Enrich your diets with watermelon from your garden
By Obiabin Onukwugha
Water melon, botanically called pepo, is a berry with a hard rind and no internal divisions. The sweet, juicy flesh is usually deep red to pink, with many black seeds, although seedless varieties exist.
This delightsome fruit can enrich your table and diets and make you enjoy your meals to the fullest.
Native to tropical Africa and cultivated around the world, watermelon contains vitamin A and some vitamin C and is usually eaten raw. Planting them in your gardens therefore can make you have more for you and your family.
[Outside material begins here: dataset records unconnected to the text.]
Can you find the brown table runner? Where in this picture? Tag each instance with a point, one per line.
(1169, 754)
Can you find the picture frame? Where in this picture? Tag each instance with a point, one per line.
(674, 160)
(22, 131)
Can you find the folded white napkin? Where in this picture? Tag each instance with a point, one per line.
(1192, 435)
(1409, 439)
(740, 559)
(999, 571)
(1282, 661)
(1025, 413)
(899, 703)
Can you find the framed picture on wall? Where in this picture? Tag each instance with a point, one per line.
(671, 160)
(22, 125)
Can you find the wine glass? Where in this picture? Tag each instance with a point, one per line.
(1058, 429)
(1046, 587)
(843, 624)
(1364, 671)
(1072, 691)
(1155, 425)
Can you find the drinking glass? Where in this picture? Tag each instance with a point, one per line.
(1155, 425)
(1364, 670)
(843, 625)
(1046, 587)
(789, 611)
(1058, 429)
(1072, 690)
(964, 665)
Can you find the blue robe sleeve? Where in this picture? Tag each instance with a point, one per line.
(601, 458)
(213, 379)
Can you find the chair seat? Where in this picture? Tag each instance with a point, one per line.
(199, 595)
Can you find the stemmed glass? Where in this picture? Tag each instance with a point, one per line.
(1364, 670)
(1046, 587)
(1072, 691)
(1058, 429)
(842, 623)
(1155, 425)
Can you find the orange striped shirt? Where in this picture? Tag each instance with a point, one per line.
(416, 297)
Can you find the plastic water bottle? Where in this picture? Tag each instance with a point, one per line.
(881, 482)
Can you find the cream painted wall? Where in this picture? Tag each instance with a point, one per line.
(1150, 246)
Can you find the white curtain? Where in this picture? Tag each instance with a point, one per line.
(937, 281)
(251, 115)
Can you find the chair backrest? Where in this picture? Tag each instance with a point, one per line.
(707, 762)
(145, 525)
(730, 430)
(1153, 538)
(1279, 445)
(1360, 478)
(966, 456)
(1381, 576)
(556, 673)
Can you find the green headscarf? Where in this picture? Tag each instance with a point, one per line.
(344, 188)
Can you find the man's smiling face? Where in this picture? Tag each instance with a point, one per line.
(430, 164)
Research has found that the nutrients in watermelon reduce blood pressure and improve circulation to support heart health. Watermelon also helps reduce muscle soreness, manage weight, aid digestion, and protect your skin. Eating the fruit may also protect you against chronic diseases.
Planting watermelons
Watermelons grow best in sunny locations and in fertile, well-drained soils. To achieve good harvest, incorporate organic matter and a complete fertilizer into the area before planting. Plant 4-6 watermelon seeds directly in the garden when soils are 65°F to achieve great yield. Seeds should also be planted 1-2 inches deep, in mounds 4 feet apart. Remember to thin the mounds after emergence to two plants.
In case you want early maturity, transplant watermelon 2 feet apart through black plastics. Use row covers or hot caps to protect the plants when planting before the frost-free period. After the vines develop runners, side dress with additional nitrogen fertilizer. Irrigation should be deep and infrequent where it is used.
You can chose to plant them in containers as plastic and organic mulches help conserve water and reduce weeding.
It is important you regularly check out on your watermelon plants as they grow so as to control insects and diseases throughout the year. Harvest your watermelon when the tendril is dry, the ground spot is yellow, and skin is dull colored.
Excellent varieties of watermelon include Crimson Sweet, MickyLee, and Yellow Baby. What we have in most parts of Nigeria are the Crimson Sweet specie.
Note that watermelons prefer organic, rich, well-drained, sandy soils for best growth. Most soils will grow watermelons provided they are well-drained. So if your garden is not in this category of soil, you can source for it and plant them in plastic bags. Whichever way, you will achieve the same harvest provided you keep to the planting rules.
For those in rain forest communities, the dry season between December and February is best time for planting this awesome fruit.
Before planting, you can determine fertilizer needs with a soil test and then follow the recommendations given with the test report. If fertilizer applications are warranted, work the fertilizer into the top 6 inches of soil. If you fertilize with compost, apply no more than 1 inch of well-composted organic matter per 100 square feet of garden area.
As children spend their holidays jumping around or attending lesson classes, you can make the a helping hand for tending, harvesting and applying fertilizers. This will inculcate in them the zeal for gardening.